Its still cold out and we are not done with winter yet, so I want to talk about the Chicago heating cost disclosure. It’s the forgotten attachment in the landlord-tenant world! The form gets lost among ordinance summaries, security deposit receipts and lead-based paint disclosures. Why? Well, because many landlords and their agents are… lazy. You see, it takes effort to get a heating cost disclosure. Effort, you say? How hard is it to get one? Not hard at all. The City of Chicago provides the Energy Disclosure Application form on its website (it takes up all of one page) and all a landlord has to do is fill it out and send it in to the energy provider (a landlord can even
So what’s the big deal? Timing. As in other aspects of life, timing is everything. Let’s look at what the law (Chapter 5-16 of the Chicago Municipal Code) has to say:
(a) A building or dwelling unit owner, or agent thereof, shall not execute an oral or written lease, contract to lease, or accept any money or other valuable consideration in an application for an oral or written lease for a dwelling unit in which utility service for heat is individually metered to the dwelling unit and the tenant is directly responsible to the utility company for paying the cost of heating without disclosing to the tenant or applicant in written form:
(1) That the cost of heating shall be the responsibility of the tenant; and
(2) The annual cost of service from the utility providing the primary source of heat based on energy consumption during the previous twelve months.
The tenant or applicant shall be required to execute a receipt acknowledging that these written disclosures have been made. [emphasis added]
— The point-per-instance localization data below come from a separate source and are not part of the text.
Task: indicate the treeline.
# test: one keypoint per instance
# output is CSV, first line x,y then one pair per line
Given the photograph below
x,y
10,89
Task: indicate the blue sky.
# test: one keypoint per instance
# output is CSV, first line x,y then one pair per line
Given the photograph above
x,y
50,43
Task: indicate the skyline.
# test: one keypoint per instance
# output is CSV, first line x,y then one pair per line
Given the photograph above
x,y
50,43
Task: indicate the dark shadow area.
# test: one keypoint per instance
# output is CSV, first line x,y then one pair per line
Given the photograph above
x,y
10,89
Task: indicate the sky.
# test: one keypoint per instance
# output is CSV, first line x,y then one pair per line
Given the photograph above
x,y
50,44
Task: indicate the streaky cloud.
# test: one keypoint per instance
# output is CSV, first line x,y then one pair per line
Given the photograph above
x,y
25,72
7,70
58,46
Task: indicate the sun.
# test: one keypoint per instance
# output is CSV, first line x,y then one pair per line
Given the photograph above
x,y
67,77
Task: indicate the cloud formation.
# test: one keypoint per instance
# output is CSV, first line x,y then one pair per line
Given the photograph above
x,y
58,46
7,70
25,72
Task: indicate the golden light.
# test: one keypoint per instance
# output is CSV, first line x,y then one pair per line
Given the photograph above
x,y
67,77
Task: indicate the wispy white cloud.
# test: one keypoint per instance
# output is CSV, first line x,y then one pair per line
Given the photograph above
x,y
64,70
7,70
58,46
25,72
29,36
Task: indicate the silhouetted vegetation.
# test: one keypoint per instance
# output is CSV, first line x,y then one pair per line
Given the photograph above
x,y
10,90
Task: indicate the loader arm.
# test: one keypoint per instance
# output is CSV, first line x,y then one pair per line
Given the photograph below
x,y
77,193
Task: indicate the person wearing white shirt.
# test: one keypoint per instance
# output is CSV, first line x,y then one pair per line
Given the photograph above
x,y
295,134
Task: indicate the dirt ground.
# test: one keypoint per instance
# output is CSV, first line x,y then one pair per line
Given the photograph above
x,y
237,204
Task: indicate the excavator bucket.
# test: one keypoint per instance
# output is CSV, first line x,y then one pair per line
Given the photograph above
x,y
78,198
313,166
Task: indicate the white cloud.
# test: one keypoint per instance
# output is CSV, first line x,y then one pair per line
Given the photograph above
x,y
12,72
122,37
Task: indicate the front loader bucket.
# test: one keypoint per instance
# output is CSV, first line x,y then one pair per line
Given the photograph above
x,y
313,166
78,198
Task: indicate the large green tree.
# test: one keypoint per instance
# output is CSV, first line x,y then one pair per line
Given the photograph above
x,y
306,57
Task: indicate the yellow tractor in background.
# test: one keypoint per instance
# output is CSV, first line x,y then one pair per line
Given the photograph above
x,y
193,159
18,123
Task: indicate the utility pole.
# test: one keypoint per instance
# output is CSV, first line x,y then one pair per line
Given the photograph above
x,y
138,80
Now that is pretty interesting, right? Neither a landlord nor the landlord’s agent can execute a lease, contract to lease, or accept money in an application for lease without first proving the tenant a written disclosure that the cost of heating is the responsibility of the tenant and the annual heating cost information. Once the information is actually provided, the tenant needs to execute a receipt acknowledging that these disclosures have been made!
How many landlords or their agents actually do that? I bet not many.
The penalty for failure to provide the disclosure is $500.00. Keep in mind, the law does not apply to renewal leases provided the landlord has already provided the appropriate disclosure. In addition, the law requires the law requires the utility company to respond to the landlord’s request within two weeks. A landlord is not held responsible if the utility company fails to provide the information in the time required. The disclosures are valid for six months. So, the first thing a landlord should do when a unit becomes vacant or is expected to become vacant is to order up a disclosure, right?